Mendagri Tito Karnavian menjadi moderator acara ini, yang diikuti Panglima TNI Agus Subiyanto, jajaran Kejagung, seluruh jajaran kementerian terkait, para gubernur dan bupati/walikota - kab/kota seluruh Indonesia.
Sesuai instruksi Presiden Subianto, yang diikuti Peraturan Menteri Ketenagakerjaan No. 16 Tahun 2024, tentang Penetapan Upah Minimum Tahun 2025. Pemerintah akan menaikkan UMP/ UMK tahun 2025 sebesar 6,5ri UMP/UMK 2024. Nilai kenaikan UM 2025 mempertimbangkan PE, tingkat inflasi dan indeks tertentu.
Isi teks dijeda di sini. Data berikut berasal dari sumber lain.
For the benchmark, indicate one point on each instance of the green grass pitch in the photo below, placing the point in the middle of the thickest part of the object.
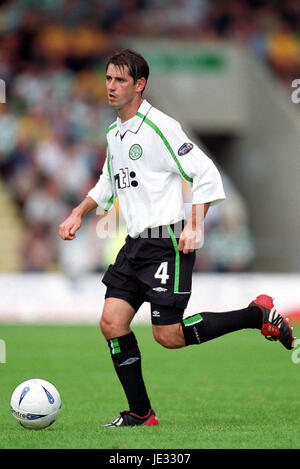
(237, 391)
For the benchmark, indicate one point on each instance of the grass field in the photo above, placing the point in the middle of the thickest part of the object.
(238, 391)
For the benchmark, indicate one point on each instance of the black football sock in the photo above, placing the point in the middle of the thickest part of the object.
(207, 326)
(126, 358)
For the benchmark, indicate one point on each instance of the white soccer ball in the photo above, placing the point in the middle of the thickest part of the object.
(35, 404)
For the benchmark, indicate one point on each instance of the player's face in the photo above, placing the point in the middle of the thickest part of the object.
(121, 89)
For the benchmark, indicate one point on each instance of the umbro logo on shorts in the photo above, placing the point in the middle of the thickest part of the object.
(155, 314)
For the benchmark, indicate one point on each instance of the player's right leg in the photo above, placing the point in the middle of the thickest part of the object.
(115, 326)
(260, 314)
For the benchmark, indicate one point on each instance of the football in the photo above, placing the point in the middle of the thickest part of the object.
(35, 404)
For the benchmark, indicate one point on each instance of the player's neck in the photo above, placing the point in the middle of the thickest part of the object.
(130, 110)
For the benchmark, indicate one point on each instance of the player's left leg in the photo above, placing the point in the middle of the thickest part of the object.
(203, 327)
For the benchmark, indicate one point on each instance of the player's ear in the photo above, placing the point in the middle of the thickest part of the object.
(140, 84)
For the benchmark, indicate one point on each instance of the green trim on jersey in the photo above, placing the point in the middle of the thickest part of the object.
(111, 200)
(177, 260)
(161, 135)
(111, 127)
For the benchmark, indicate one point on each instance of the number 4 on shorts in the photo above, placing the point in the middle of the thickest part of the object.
(162, 273)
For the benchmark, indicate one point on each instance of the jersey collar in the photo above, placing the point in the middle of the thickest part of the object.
(135, 122)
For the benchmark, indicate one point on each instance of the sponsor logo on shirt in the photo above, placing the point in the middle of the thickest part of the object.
(135, 152)
(185, 148)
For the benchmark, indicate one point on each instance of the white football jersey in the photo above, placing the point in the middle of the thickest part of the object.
(147, 158)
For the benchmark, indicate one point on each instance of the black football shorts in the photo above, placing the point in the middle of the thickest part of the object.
(151, 268)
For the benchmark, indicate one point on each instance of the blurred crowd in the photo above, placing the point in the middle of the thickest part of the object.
(52, 127)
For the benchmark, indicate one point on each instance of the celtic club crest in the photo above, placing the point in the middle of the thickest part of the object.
(135, 152)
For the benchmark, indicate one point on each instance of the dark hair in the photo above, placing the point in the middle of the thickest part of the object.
(137, 65)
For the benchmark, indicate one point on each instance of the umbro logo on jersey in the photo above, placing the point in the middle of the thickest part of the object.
(160, 289)
(185, 148)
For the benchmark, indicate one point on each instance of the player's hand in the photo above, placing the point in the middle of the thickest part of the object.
(190, 240)
(68, 228)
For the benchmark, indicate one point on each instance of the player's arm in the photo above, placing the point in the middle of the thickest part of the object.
(191, 237)
(68, 228)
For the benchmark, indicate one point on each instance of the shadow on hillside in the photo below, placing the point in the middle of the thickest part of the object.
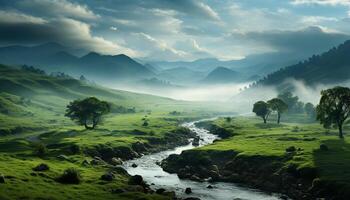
(268, 125)
(334, 163)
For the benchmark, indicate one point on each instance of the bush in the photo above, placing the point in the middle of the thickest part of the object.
(40, 150)
(74, 148)
(70, 176)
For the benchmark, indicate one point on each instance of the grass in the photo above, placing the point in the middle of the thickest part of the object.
(252, 138)
(32, 108)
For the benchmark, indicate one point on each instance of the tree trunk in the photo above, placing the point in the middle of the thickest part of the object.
(340, 127)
Beberapa point yang dibahas dalam rapat ini diantaranya : Gubernur wajib menetapkan UMP, Gubernur dapat menetapkan UMK, serta UMK 2025 harus lebih tinggi dari UMP. Selanjutnya Dewan Pengupahan Kab/Kota segera menghitung nilai UMK, selanjutnya merekomendasikan nilai Upah Minimum sektoral Kab/kota tahun 2025 kepada Gubernur, dan diumumkan paling lambat 18 Desember 2024.
Didampingi Asisten Ekbang Judi Ernanto, Staff Ahli Bupati Isna Sofiatin, dan anggota TPID termasuk perwakilan Bulog dan BPS Nganjuk, Pj. Bupati Handoko kemudian akan menindaklanjuti semua arahan Presiden RI Prabowo Subianto, Mendagri dan Bapanas untuk lebih intens dan memonitoring, terutama menjaga stabilitas harga menjelang Natal dan Tahun Baru 2024, serta segera membahas kenaikan UMK Nganjuk dengan jajaran terkait.

Ada beberapa hal yang membanggakan diungkap dalam rapat ini, dari paparan Pj. Gubernur Sumsel bisa mengendalikan harga bawang merah di Sumsel juga berkat kerja sama dengan Kab. Nganjuk, termasuk kunjungan rombongan Pemprov Papua Pegunungan, Kab. Lany Jaya dan Kab. Puncak Jaya ke Kab. Nganjuk, untuk belajar pengembangan produk bawang merah.